Aromatisch bis süßlich

Kleines Gewürzlexikon: Von Thymian bis Zimt

published: 22.04.2019

Wacholderbeeren, Thymian und Zimtstangen verfeinern leckere Gerichte (Foto: Public Address) Wacholderbeeren, Thymian und Zimtstangen verfeinern leckere Gerichte (Foto: Public Address)

Wusstest du, dass die kleine schrumpelige Vanilleschote, die du im Supermarkt kaufst, eigentlich in Plantagen am Indischen Ozean gezüchtet wurde?

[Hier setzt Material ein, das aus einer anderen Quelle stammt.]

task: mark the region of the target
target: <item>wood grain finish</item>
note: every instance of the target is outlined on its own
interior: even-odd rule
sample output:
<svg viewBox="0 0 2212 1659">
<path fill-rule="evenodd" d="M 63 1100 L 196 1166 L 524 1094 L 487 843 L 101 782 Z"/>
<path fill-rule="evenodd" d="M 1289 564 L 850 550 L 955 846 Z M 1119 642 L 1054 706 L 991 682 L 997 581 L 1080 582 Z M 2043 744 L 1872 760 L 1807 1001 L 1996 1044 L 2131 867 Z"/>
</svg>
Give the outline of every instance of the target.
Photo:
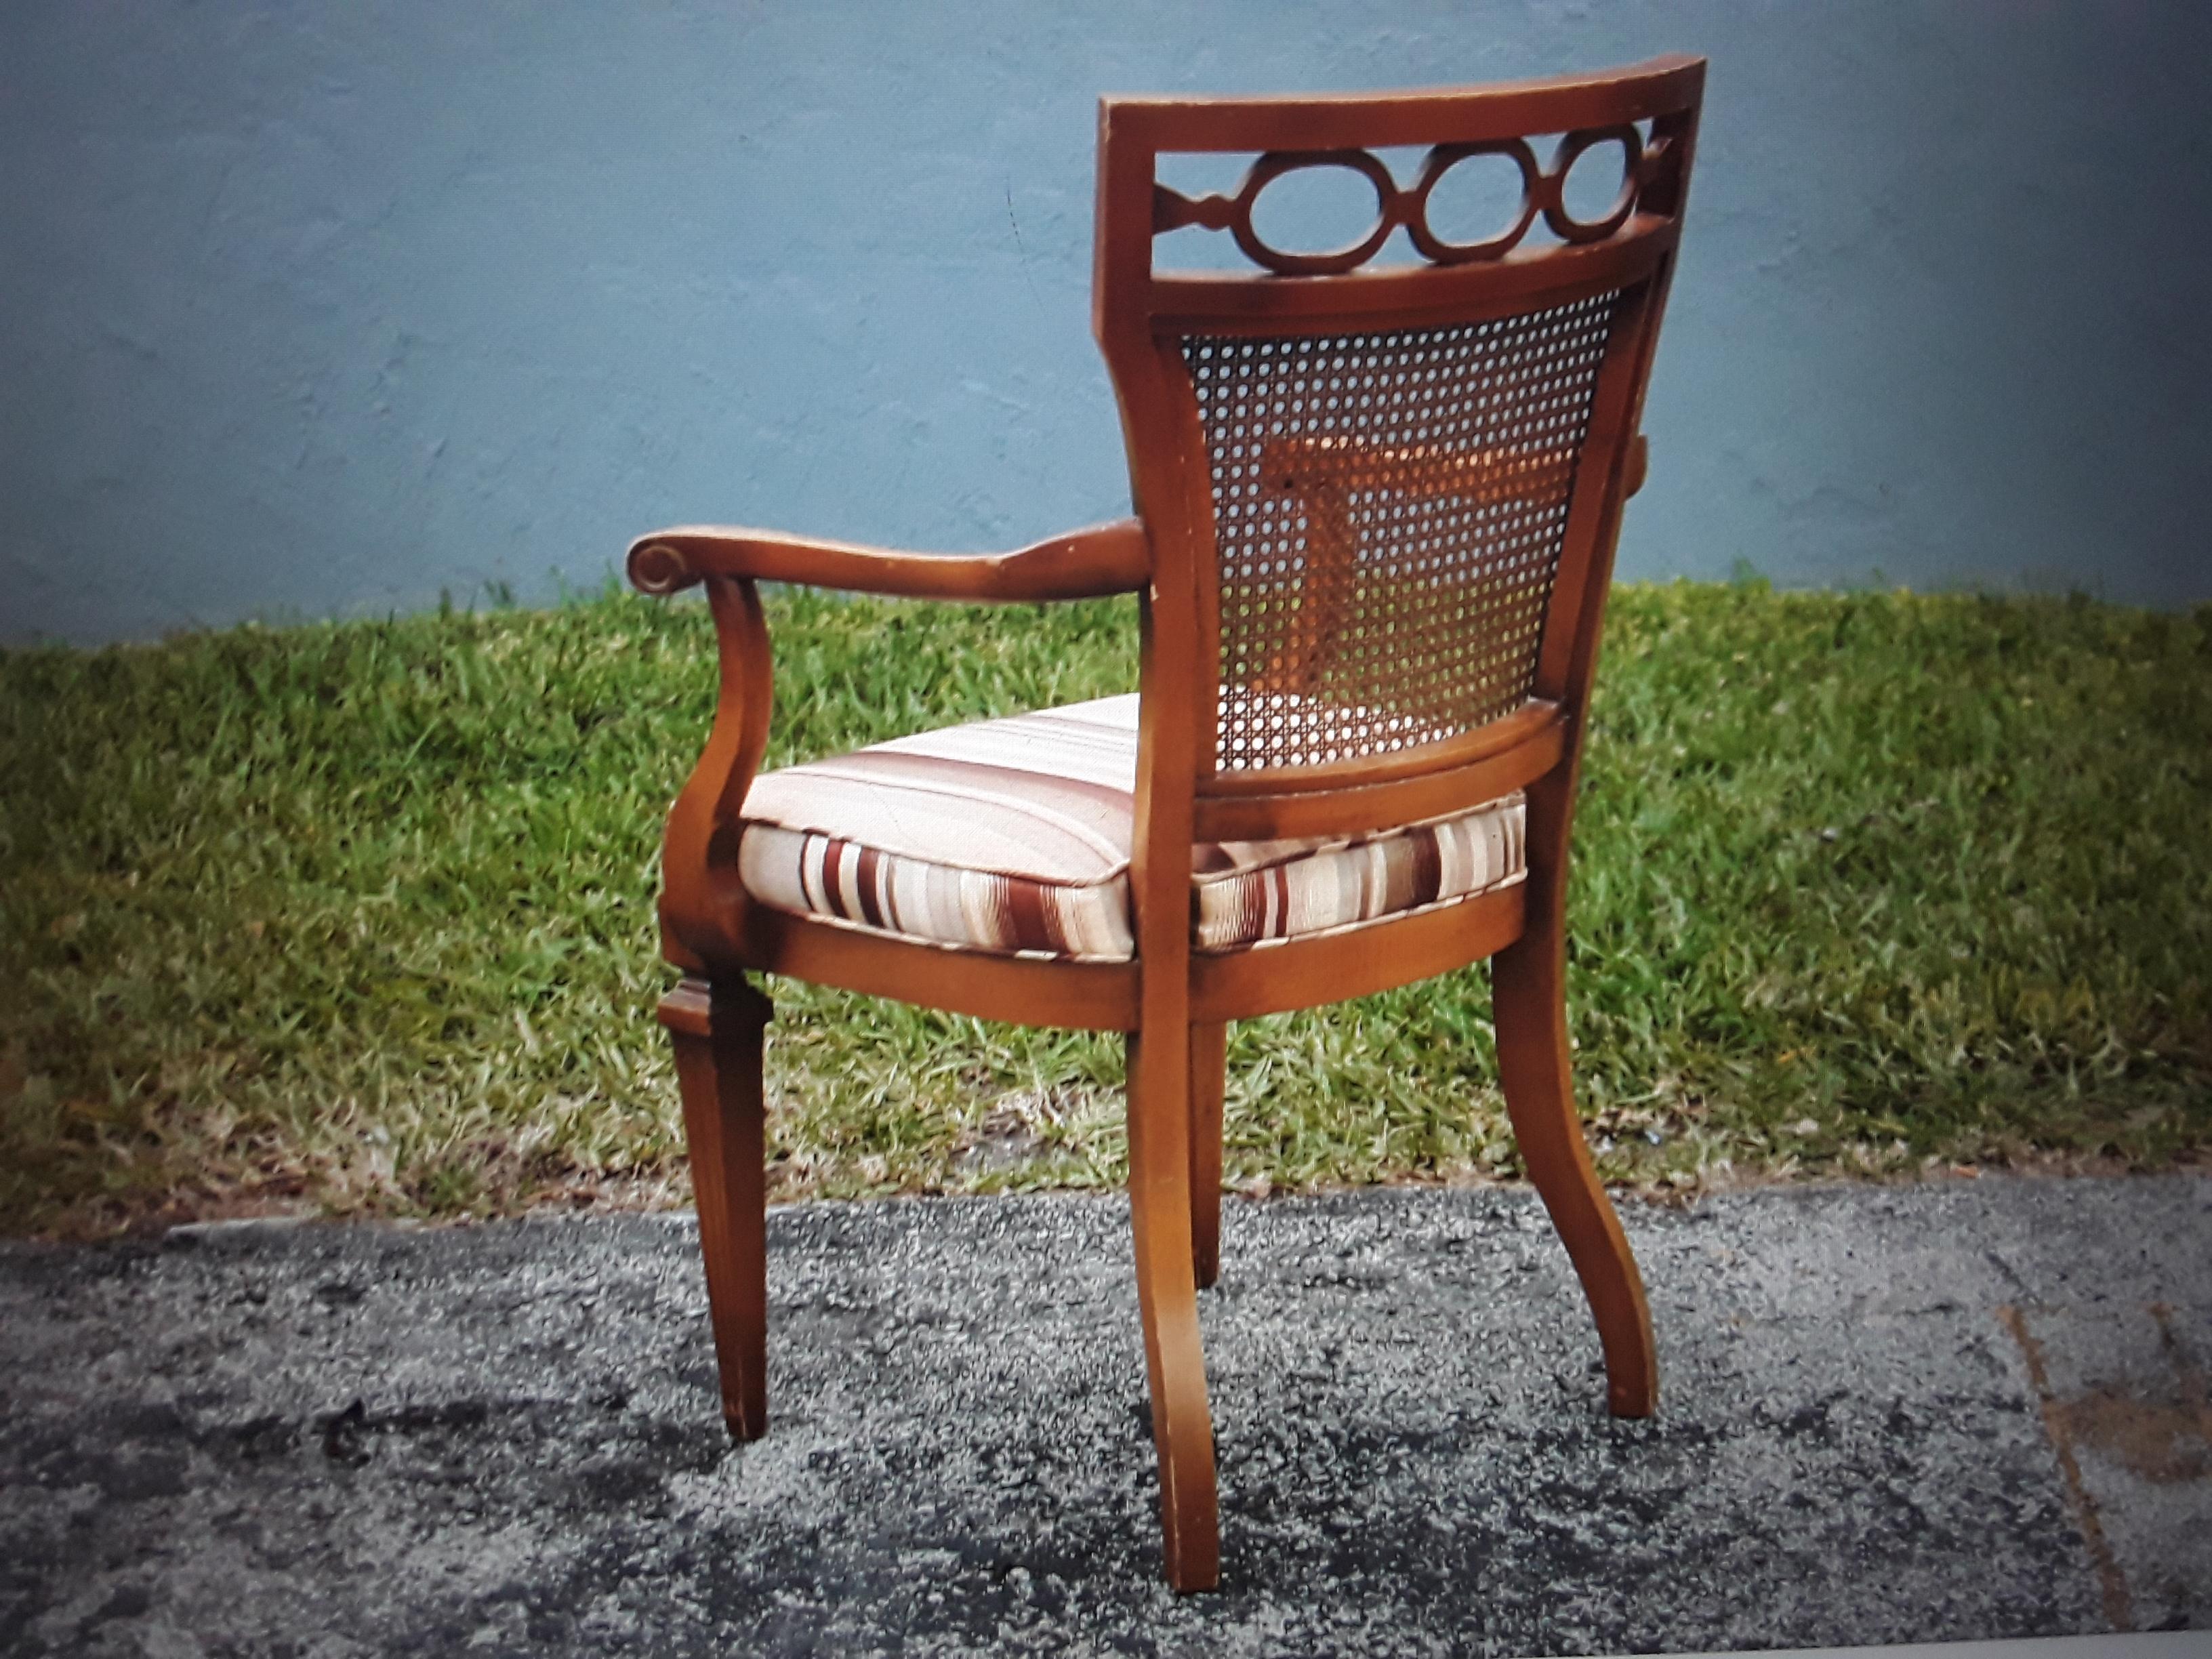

Um deine Kenntnisse rund ums Würzen aufzupeppen, hat Pointer Informationen zu bekannten und weniger bekannten Gewürzen gesammelt.

Schmetterlingsmagnet Thymian

Nicht nur wegens des starken Duftes lässt sich Thymian im Kräuterbeet leicht identifizieren. Zumindest im Sommer erkennt ihr ihn vermutlich auch an den bunten Schmetterlingen, die sich in seiner Nähe tummeln. Kein Wunder, dass das Kraut aus den milden Gegenden Afrikas, Europas und Asiens auch als Aphrodisiakum gilt.




Der herbe Strauch steuert seine Blättchen zur "Kräuter der Provence"-Mischung bei und verfeinert das bekannte Gemüsegericht Ratatouille. In der mediterranen Küche kombiniert man die scharf-würzige Note häufig mit kräftigen Geschmacksträgern wie Wein, Knoblauch, Lorbeerblättern und Petersilie. Doch auch als Aroma für Geflügel und Schalentiere, Wild, Lamm oder Fisch eignet sich Thymian hervorragend. Wer gerne Kräuteressig- und Öl selbst aromatisiert, sollte es unbedingt einmal mit Thymian versuchen.

Klein aber oho: Wacholderbeeren

Da sie klein und etwas schrumpelig ist, wirkt die Wacholderbeere auf den ersten Blick eher unscheinbar. Auf den ersten Biss hingegen entlarvt man ihr Äußeres als pure Tarnung: Der würzig-süße, leicht harzige Geschmack geht in keinem Gericht unter, ob man die Beere klassisch im Sauerkraut oder deftig als Beigabe zu Pökelmischungen verwendet.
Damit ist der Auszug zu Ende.